Not many artists and composers have the courage to recognize that the greatest art works are not "created" by them, but rather woven from another level of reality which is beyond the "ordinary self". The artist is a mere vessel, whereas the Deep creates by using whatever is available, which can be the attitude and technique of the person.  But it seems one has to become "actively receptive" to pick up higher influences.

We don't do anything, but without us, nothing can be done (Jeanne De Salzmann)

It's worth mentioning a remark by Mozart, who said his music turned up "fully made" in his head before it was actualized on instruments or written on a paper. 

Where do the receptivity and creative action take place?

There is a "flowing and spacious silence" that cannot be expressed, only experienced within.

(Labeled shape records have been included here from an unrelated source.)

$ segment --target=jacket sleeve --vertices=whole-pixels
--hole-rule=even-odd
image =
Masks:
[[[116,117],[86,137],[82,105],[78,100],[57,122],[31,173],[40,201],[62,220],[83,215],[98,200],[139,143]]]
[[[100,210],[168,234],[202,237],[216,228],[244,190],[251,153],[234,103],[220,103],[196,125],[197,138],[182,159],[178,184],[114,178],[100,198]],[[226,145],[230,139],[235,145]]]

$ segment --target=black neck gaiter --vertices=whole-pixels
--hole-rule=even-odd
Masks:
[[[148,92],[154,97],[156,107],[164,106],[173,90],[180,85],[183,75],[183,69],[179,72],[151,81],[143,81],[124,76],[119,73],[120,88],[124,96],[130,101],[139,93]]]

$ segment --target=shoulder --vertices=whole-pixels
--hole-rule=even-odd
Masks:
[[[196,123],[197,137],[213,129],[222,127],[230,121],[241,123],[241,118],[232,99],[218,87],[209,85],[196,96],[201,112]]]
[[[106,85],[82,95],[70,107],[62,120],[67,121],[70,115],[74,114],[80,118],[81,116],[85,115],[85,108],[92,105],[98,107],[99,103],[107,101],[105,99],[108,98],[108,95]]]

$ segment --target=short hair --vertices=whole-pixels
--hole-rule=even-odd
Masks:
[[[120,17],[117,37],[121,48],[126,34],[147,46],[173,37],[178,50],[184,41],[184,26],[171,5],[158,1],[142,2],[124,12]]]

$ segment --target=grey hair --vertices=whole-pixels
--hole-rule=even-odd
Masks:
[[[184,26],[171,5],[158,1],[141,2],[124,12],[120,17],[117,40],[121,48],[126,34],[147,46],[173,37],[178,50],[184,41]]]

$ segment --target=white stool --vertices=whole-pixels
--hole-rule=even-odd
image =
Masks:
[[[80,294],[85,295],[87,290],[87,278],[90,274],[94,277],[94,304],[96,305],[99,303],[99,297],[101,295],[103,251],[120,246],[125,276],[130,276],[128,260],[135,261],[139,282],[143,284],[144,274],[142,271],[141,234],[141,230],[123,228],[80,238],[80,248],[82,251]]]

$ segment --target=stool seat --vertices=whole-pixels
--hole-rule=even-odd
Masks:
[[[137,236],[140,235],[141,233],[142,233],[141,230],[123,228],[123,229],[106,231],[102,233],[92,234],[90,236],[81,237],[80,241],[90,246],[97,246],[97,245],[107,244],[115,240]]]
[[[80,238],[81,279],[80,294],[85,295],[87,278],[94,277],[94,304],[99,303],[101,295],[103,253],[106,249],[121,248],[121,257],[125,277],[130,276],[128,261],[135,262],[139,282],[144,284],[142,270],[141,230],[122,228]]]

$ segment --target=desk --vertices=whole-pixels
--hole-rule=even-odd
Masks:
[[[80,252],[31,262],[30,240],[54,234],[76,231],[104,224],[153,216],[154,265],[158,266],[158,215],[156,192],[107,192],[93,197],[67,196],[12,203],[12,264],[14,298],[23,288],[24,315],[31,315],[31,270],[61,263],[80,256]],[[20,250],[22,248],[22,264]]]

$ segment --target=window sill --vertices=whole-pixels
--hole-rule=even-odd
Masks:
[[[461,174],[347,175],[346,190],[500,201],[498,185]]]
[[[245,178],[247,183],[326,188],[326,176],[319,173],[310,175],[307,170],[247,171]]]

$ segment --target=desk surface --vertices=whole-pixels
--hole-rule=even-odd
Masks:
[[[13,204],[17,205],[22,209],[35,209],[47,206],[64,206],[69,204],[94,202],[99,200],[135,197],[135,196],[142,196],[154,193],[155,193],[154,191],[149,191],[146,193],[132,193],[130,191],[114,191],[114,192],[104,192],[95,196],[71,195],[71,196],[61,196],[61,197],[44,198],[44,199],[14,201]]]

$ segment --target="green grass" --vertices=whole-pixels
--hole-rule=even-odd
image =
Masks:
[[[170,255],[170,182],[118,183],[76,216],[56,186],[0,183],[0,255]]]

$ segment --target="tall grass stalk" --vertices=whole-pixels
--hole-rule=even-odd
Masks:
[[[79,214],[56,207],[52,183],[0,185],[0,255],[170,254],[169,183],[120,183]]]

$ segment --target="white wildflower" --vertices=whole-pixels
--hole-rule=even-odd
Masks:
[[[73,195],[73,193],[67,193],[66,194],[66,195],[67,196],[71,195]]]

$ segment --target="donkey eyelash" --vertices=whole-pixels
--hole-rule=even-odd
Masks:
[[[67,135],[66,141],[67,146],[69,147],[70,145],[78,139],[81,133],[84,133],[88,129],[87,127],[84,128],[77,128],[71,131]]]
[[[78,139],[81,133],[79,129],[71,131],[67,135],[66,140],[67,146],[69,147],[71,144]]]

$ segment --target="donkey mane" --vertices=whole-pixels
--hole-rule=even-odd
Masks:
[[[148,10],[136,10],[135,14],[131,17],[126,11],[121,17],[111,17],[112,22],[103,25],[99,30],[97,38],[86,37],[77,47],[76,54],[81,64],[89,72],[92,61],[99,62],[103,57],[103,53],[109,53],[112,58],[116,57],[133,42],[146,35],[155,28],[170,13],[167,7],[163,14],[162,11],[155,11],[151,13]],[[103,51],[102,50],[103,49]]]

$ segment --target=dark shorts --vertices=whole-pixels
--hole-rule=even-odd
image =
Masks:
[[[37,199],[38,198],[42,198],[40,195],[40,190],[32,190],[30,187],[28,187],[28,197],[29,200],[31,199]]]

In it and from it, all seems to fit, and we feel effortlessly at ease, perhaps being what we're meant to be.

At the same time, because of our unbalanced condition, finding this silence within is both a higher demand and a challenge. Hence the importance of finding openeness. 

Let's listen now to an inspired and free interpretation of the 2nd movement of Mozart's 12th Sonata (KV 332), performed by Friedrich Gulda.  His words at the end are good to ponder. 


queridia said...

Thanks for sharing. Mozart is a living model of many attributes of
God, some beautiful, such as being able to translate so much inner content to paper. That must require a special connection to God to be able to do.

Beethoven wrote that what he wrote was as nothing compared to what he heard in his mind.

But what a miracle it is to me, to be able to watch and hear various performers play the music that is so beautiful, so perfect and its forever bound now in time!!

Fernando Humberto said...

That talent is unusual yes. But even more surprising is the fact those musicians were quite ordinary persons, with strong weaknesses and inner misery, result perhaps of a social incomprehension. This confirms, so to say, that the inspiring art has a deep source, from which we all may drink, under certain cicumstances that defy conventional classifications.